Glaxo, moreover, was in need of an image rehabilitation. Last year, it pleaded guilty to criminal charges and agreed to pay $3 billion in fines after the United States Justice Department accused the company, based in London, of failing to report safety data about its diabetes drug Avandia, and of publishing misleading information about Paxil, the antidepressant, in a medical journal. The settlement, which also included civil penalties over marketing of other drugs, was the largest ever involving a pharmaceutical company.
“We don’t see any reason for this information to be held out of the public domain,” Mr. Witty said, “provided that the people who are interrogating the information are legitimate researchers with a legitimate question to ask.”
In a twist, Roche now finds itself on the same side as the Cochrane researchers — and against many in its own industry — in a debate over what kind of data the European Medicines Agency should be making public. On Monday, the agency released a draft policy, expected to take effect next year, in which it would release clinical trial data whenever it approved a new drug. While Roche and Glaxo have supported the policy, the Pharmaceutical Research and Manufacturers of America, a major industry group, and other drug companies have opposed it.
John J. Castellani, chief executive of PhRMA, said the industry had championed open-source efforts to develop better methods for testing cancer drugs, for example. But proposals like those from the Cochrane team and the European agency go too far, he said.
“If you dump onto the sidewalk all the data and you include commercially protected information,” he said, “then you’re essentially giving to competitors what we invested billions of dollars in.”
Others warned that such a policy could discourage drug companies from investing in Europe. “If you, on the other hand, say, ‘You guys are bad actors, we want to cut your prices, we want to take your confidential data and share it with any one of your competitors,’ you don’t get the same feeling of encouragement,” Christopher A. Viehbacher, C.E.O. of the French pharmaceutical company Sanofi, told reporters in Brussels on Monday, according to Reuters.
Industry officials and regulators in the United States say the public already has access to vast amounts of information about clinical trials. The basic results of all clinical trials must now be registered in a federal clearinghouse, for example, and the Food and Drug Administration publishes staff reviews and other documents when it approves a new drug. The F.D.A. has said that it is monitoring the developments in Europe but that federal laws in the United States restrict what types of information can be released, particularly data that could reveal personal or commercially confidential information.
Cochrane group members point to the Medtronic study as an example of the value of a neutral perspective.
In 2011, Medtronic awarded a $2.5 million grant to Yale and asked it to oversee a detailed review of trial data for Infuse, a bioengineered material in spinal fusions to treat back pain.
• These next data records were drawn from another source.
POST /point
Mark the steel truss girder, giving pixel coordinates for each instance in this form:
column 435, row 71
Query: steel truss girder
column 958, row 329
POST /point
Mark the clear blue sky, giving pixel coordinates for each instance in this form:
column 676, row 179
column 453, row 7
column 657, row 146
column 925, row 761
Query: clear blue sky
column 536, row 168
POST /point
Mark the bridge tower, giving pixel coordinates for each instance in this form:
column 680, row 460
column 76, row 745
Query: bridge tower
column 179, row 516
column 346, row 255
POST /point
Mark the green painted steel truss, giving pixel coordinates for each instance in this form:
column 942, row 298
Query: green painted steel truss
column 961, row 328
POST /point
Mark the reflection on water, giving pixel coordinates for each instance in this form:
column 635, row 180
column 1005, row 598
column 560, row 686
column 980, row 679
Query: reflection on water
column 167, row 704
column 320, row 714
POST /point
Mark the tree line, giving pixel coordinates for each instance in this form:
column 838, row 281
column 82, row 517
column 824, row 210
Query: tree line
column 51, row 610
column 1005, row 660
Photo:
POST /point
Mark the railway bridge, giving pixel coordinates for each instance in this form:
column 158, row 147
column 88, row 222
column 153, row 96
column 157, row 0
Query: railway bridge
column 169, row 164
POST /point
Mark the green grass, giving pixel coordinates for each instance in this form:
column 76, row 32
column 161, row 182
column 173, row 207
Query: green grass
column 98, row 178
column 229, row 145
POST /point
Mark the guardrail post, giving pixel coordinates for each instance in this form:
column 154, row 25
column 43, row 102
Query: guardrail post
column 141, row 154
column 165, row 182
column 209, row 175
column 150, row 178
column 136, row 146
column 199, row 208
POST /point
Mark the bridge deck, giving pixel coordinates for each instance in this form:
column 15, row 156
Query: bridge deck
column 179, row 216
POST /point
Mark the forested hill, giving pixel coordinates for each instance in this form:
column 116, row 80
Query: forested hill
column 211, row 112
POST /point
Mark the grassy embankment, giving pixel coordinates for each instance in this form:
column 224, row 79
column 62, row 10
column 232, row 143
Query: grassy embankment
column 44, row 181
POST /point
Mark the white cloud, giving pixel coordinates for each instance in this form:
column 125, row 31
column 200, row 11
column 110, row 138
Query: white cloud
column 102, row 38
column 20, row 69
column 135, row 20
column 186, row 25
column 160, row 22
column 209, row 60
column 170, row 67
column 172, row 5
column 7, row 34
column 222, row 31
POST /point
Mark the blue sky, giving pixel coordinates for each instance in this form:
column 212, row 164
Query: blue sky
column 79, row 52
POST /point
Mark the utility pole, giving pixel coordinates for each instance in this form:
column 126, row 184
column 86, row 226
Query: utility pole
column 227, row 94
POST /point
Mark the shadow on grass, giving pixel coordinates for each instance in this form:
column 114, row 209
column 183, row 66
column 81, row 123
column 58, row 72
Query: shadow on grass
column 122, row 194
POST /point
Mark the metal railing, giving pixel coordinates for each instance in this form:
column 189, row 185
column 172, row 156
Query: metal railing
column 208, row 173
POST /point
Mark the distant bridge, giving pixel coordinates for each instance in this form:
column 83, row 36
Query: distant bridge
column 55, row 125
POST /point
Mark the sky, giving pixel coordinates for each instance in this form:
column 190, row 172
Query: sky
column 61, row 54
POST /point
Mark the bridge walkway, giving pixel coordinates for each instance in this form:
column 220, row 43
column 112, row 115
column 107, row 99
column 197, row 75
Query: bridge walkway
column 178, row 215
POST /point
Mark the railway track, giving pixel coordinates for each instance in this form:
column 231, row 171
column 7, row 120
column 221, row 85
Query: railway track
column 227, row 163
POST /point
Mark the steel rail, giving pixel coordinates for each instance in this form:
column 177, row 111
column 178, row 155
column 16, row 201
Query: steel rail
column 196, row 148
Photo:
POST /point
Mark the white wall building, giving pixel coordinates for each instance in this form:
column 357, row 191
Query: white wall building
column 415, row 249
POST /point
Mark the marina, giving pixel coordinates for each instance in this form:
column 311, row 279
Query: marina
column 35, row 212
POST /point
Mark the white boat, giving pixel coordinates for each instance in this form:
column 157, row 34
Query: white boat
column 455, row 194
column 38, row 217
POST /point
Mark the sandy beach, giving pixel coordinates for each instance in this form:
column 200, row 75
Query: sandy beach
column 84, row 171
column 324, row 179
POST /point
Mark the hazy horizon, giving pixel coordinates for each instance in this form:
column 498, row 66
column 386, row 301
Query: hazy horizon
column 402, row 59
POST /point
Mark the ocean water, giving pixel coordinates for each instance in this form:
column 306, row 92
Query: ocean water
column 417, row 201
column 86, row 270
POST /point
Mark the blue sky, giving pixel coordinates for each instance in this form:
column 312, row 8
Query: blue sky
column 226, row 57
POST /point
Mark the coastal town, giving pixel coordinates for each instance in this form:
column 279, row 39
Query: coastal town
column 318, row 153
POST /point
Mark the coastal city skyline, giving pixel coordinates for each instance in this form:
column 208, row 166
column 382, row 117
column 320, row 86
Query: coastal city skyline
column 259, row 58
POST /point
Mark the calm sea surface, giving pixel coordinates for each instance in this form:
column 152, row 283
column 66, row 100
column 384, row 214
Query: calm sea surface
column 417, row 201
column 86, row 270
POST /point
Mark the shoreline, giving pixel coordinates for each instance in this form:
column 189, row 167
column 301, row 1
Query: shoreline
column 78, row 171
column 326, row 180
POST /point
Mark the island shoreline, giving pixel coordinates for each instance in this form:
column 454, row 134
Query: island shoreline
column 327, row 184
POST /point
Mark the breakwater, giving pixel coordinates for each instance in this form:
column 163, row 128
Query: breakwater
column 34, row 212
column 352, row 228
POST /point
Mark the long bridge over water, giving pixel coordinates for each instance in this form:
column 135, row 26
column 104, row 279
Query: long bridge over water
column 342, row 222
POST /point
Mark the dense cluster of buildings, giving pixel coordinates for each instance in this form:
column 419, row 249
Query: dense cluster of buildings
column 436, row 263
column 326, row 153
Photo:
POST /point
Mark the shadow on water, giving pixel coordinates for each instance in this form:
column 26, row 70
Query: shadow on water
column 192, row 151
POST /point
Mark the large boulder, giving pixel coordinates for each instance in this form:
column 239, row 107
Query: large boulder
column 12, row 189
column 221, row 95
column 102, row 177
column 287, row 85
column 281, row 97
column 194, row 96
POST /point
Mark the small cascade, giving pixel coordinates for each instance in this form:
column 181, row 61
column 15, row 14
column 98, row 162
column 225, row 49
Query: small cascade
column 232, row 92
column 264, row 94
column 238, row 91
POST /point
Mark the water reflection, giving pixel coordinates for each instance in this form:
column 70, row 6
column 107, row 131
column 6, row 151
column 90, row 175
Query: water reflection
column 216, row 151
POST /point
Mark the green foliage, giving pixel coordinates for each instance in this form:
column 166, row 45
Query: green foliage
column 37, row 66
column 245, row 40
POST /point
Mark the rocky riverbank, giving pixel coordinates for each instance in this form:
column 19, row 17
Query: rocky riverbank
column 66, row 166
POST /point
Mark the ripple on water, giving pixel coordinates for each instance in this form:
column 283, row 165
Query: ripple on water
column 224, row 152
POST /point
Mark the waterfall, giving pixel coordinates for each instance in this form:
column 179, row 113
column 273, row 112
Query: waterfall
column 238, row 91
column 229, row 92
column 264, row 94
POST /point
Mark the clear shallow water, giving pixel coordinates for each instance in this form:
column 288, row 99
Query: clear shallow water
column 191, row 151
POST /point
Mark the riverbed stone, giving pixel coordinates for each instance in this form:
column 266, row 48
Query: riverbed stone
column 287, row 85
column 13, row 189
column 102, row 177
The company was facing claims that it had published misleading information about the treatment, and it turned over its data in an effort to address those criticisms. Two teams that examined the data came to similar conclusions: Infuse appeared to be no better than an older treatment, and may pose added risks.
EARLIER this month, Dr. Doshi opened what he hopes will be a new chapter in his quest for greater understanding of clinical trials. He and several other researchers published what amounted to an ultimatum to drug companies: publish your data, or we’ll do it for you.
Under the plan, researchers would publish articles summarizing trial results in cases where the underlying data has already been released. In isolated cases, such information has been made public through litigation and Freedom of Information Act requests.
“It’s really neat to see a larger opportunity for a larger impact,” he said. “Tamiflu just happened to be the lever that opened that door.”